Angiosarcoma

Angiosarcoma
MRI of a cardiac angiosarcoma that has metastasised to the brain.
SpecialtyOncology
SymptomsOften asymptomatic, non-specific symptoms common
Usual onsetTypically 60-70 however all age groups are affected
TypesHemangiosarcoma, lymphangiosarcoma, parenchymal angiosarcoma
CausesUnknown
Risk factorsLymphedema, radiation therapy, various chemicals
Diagnostic methodImaging, biopsy
TreatmentChemotherapy, radiation therapy, surgery
PrognosisDepends on type, overall five-year survival ~ 30-38%[1][2][3]
Frequency1 per million people (US)[4]

Angiosarcoma is a rare and aggressive cancer that starts in the endothelial cells that line the walls of blood vessels or lymphatic vessels. Since they are made from vascular lining, they can appear anywhere and at any age, but older people are more commonly affected, and the skin is the most affected area, with approximately 60% of cases being cutaneous (skin). Specifically, the scalp makes up ~50% of angiosarcoma cases, but this is still <0.1% of all head and neck tumors.[5][6][7] Since angiosarcoma is an umbrella term for many types of tumor that vary greatly in origin and location, many symptoms may occur, from completely asymptomatic to non-specific symptoms like skin lesions, ulceration, shortness of breath and abdominal pain. Multiple-organ involvement at time of diagnosis is common and makes it difficult to ascertain origin and how to treat it.[7]

The cause of angiosarcoma is not known, though several risk factors are known, such as chronic lymphedema, radiation therapy and various chemicals such as arsenic and vinyl chloride. Angiosarcomas have been reported in association with long standing foreign bodies.[8][9] Infrequently they have occurred in association with breast implants.[10] Ultraviolet radiation[2] and localized immunodeficiency may play a role in pathogenesis of angiosarcoma.[3] Angiosarcoma can be seen on MRI, CT and ultrasound scans, but it is usually difficult to discern it from other cancers, requiring confirmation of diagnosis by biopsy and immunohistochemical analysis.

Treatment includes surgery, chemotherapy and radiation therapy, usually all three combined. Because these cancers arise from the cells lining the blood or lymphatic vessels, they can easily metastasize to distant sites, particularly the liver and lungs.[7] This makes them especially lethal, and an early diagnosis is usually necessary for survival. Even with treatment, prognosis is poor, with a five-year survival rate of 30–38%.[1][3] This is even worse in cardiac angiosarcoma and angiosarcoma of the liver, where prognosis may be as low as three months.[7]
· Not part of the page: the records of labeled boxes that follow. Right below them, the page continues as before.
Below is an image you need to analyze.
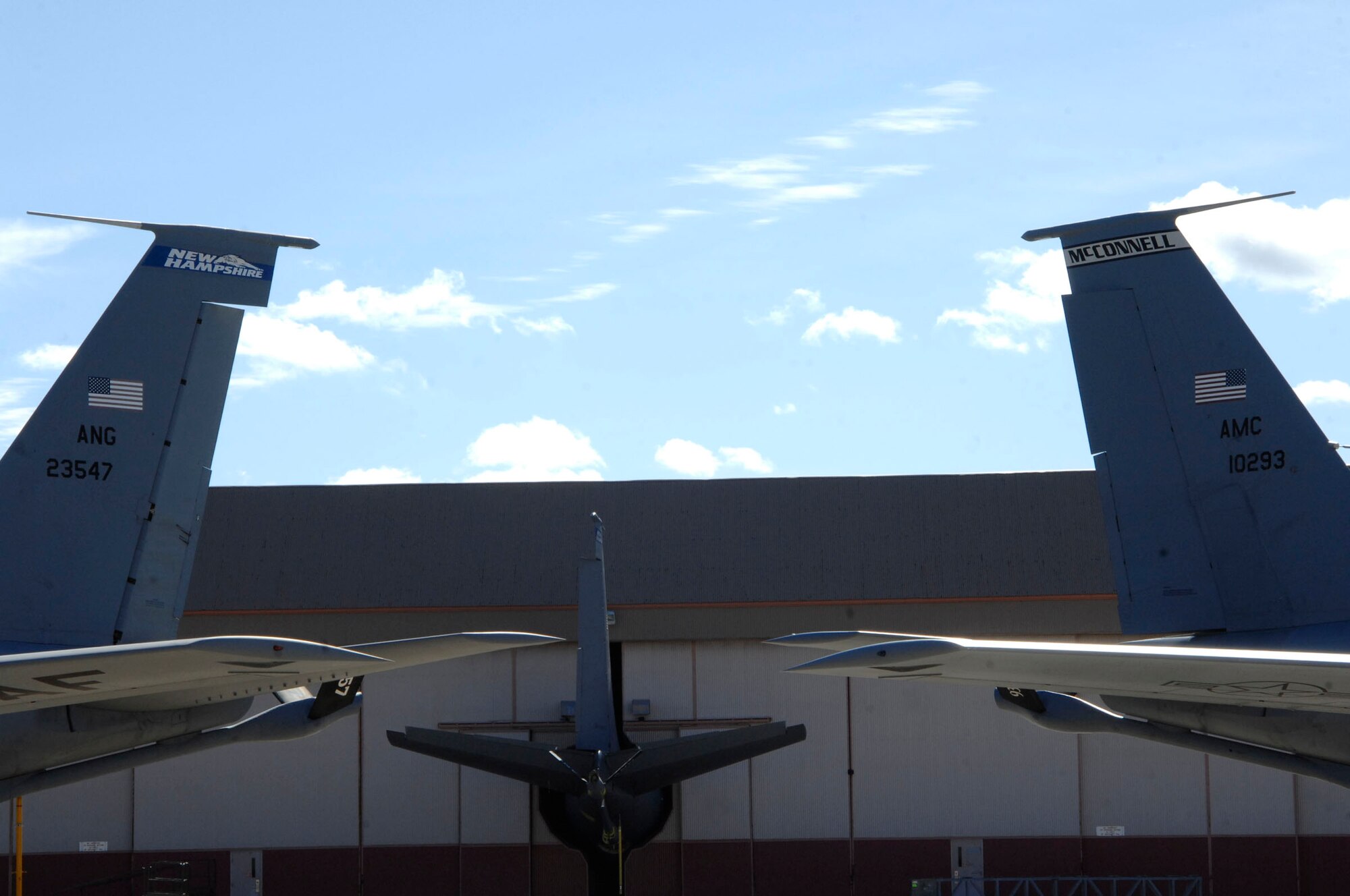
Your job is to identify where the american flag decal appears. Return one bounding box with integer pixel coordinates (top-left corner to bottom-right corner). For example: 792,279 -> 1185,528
1195,367 -> 1247,405
89,376 -> 146,410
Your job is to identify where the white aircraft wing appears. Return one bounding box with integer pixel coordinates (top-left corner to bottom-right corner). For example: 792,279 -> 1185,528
771,632 -> 1350,712
0,632 -> 558,714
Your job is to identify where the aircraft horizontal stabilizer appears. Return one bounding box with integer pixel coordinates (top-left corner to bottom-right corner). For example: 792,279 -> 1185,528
0,632 -> 558,714
775,633 -> 1350,712
347,632 -> 562,669
610,722 -> 806,793
386,722 -> 806,796
0,683 -> 360,800
386,727 -> 586,795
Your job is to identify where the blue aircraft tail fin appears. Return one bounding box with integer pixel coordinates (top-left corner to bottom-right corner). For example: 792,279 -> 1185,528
1023,193 -> 1350,633
576,514 -> 620,753
0,215 -> 317,646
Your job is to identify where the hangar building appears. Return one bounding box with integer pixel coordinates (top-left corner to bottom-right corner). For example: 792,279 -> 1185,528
11,472 -> 1350,896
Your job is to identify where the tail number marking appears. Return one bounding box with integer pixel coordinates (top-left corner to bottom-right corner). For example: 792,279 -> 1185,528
47,457 -> 112,479
1228,451 -> 1284,472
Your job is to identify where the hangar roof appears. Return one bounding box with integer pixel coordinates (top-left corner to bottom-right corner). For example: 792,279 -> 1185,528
185,471 -> 1115,640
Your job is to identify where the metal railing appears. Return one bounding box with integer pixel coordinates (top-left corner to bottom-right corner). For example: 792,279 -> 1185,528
910,877 -> 1204,896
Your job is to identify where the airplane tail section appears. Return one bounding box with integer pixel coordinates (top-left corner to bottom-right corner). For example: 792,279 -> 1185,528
576,514 -> 621,753
386,722 -> 806,795
1023,194 -> 1350,633
0,215 -> 317,646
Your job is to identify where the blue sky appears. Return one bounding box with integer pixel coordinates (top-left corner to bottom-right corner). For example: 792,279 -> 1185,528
0,3 -> 1350,484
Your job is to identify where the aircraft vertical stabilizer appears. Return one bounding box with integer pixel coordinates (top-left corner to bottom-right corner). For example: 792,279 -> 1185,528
1023,194 -> 1350,633
576,514 -> 620,753
0,216 -> 317,646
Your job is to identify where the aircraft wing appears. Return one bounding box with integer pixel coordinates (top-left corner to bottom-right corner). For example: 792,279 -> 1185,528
0,632 -> 558,714
346,632 -> 562,669
771,632 -> 1350,712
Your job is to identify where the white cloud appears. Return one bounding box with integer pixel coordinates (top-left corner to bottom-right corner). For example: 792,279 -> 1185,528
466,417 -> 605,482
717,448 -> 774,472
610,224 -> 670,243
937,248 -> 1069,354
328,467 -> 421,486
656,439 -> 774,479
230,314 -> 375,386
770,184 -> 865,202
510,314 -> 576,336
0,376 -> 40,440
863,165 -> 933,177
802,306 -> 900,343
656,439 -> 722,476
923,81 -> 990,103
674,155 -> 806,190
1149,181 -> 1350,305
855,105 -> 975,134
0,220 -> 90,271
792,134 -> 853,150
1293,379 -> 1350,405
277,269 -> 518,332
19,343 -> 80,370
532,283 -> 618,305
745,289 -> 825,327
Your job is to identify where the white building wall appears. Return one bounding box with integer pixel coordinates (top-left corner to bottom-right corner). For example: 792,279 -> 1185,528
853,679 -> 1079,837
697,641 -> 848,839
1080,734 -> 1207,837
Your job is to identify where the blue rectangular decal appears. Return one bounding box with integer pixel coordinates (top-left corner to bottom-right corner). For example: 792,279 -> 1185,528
140,246 -> 271,281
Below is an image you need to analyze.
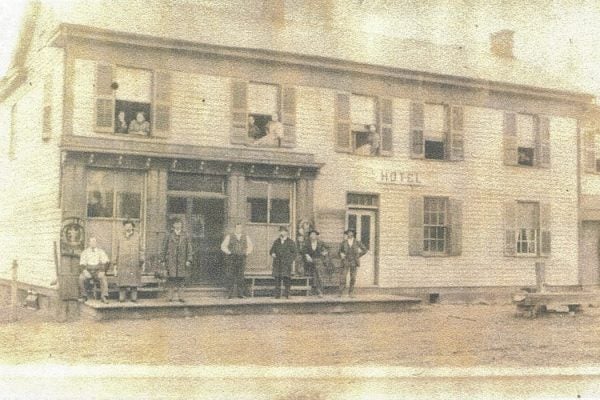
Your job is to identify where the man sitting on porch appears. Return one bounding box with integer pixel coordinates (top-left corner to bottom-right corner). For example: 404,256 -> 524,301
79,236 -> 109,303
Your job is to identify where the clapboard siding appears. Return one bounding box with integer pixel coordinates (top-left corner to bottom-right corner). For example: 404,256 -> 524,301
67,60 -> 578,287
0,42 -> 63,287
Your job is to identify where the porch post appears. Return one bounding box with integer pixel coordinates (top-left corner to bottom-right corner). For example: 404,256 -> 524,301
227,171 -> 246,231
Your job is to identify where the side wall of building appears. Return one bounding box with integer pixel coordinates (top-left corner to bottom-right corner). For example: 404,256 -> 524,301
0,27 -> 63,287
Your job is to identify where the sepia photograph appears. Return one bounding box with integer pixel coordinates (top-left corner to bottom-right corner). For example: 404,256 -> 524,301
0,0 -> 600,400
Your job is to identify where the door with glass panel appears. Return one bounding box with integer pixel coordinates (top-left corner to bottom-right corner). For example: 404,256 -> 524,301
167,173 -> 226,285
86,169 -> 144,266
346,209 -> 376,286
246,179 -> 294,274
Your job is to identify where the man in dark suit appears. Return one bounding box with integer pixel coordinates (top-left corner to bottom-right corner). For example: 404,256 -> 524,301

Angiosarcomas make up 1–2% of soft tissue sarcomas, which in turn make up less than 1% of adult cancer.[2] Due to this, no large studies have ever been published on the disease, with few exceeding even 100 patients; however, many case reports and small cohort studies have been published, and they cumulatively provide enough information to get a useful understanding of the disease.[7] The rate of angiosarcoma is increasing in the US.[6]

Classification

The classification of angiosarcoma is based on both its origin and the underlying risk factors that may have contributed.[7] This is not a comprehensive list and case reports often go into further depth.[3]

Primary cutaneous angiosarcoma

Angiosarcoma in the skin (usually the head or neck and specifically the scalp) with no underlying risk factors such as lymphedema or radiation therapy.[citation needed]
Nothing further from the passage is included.